The reported cuts are much larger than the bank's official plans, unveiled in August, to eliminate around 4,700 people in move it said will cost between $650 million and $700 million in severance payments and would represent one of the biggest cost-cutting drives in nearly a decade.
HSBC shares were marked 0.8% lower in the opening hour of trading in London, compared to a 0.06% decline for the broader FTSE 100, and changing hands at 597.1 pence each.
Reports of the job cuts, as well as the bank's broader cost-reduction drive, follows the surprise summer departure of CEO John Flint, who stepped down after less than two years at the helm of the Asia-focused lender after failing to gain traction for a business strategy that relied heavily on growth in the region.
Flint, a 51-year-old HSBC veteran who was tapped to replace Stuart Gulliver as group CEO in February of last year, was replaced by interim CEO Noel Quinn in a move that chairman Mark Tucker said was needed to order to accelerate the bank's turnaround strategy, which will continue to focus on Asia growth and the under-performance of its U.S. businesses.
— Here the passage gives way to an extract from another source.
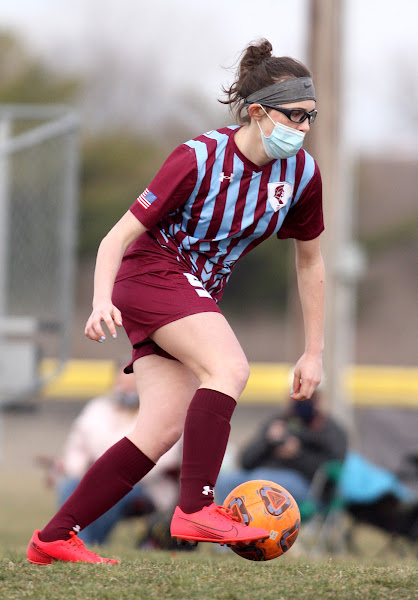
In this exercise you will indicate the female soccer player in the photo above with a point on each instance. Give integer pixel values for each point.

"It has been a privilege to spend my entire career with HSBC, rising from International Officer Trainee to serve as Group Chief Executive. I am grateful to my wonderful colleagues at the Bank for their support during my career, and I am proud of what we achieved together," Flint said in a statement at the time.
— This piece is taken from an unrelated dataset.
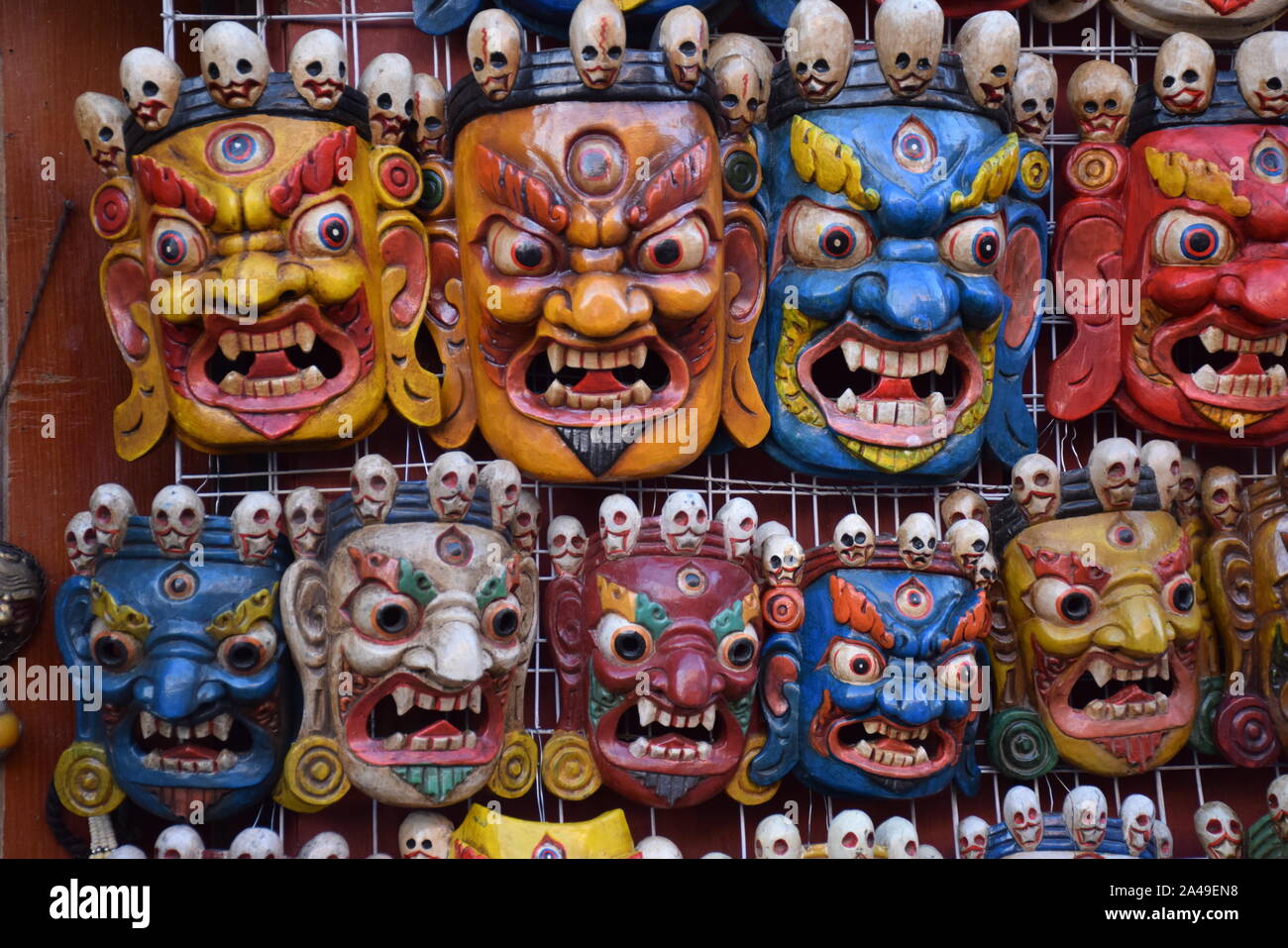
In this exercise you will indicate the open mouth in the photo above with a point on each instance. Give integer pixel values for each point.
(649, 736)
(565, 382)
(403, 720)
(1227, 369)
HSBC said in August that pre-tax profits for the six months ending in June rose nearly 16% from the same period last year to $12.41 billion, thanks in part to a boost in retail banking revenues in Asia, where the London-listed group earnings more than 80% of its profits.
The bank cautioned, however, that lower global interest rates, rising U.S.-China trade tensions and the uncertainty surrounding Britain's exit from the European Union could weigh on sentiment -- and its broader bottom line -- over the second half of the year.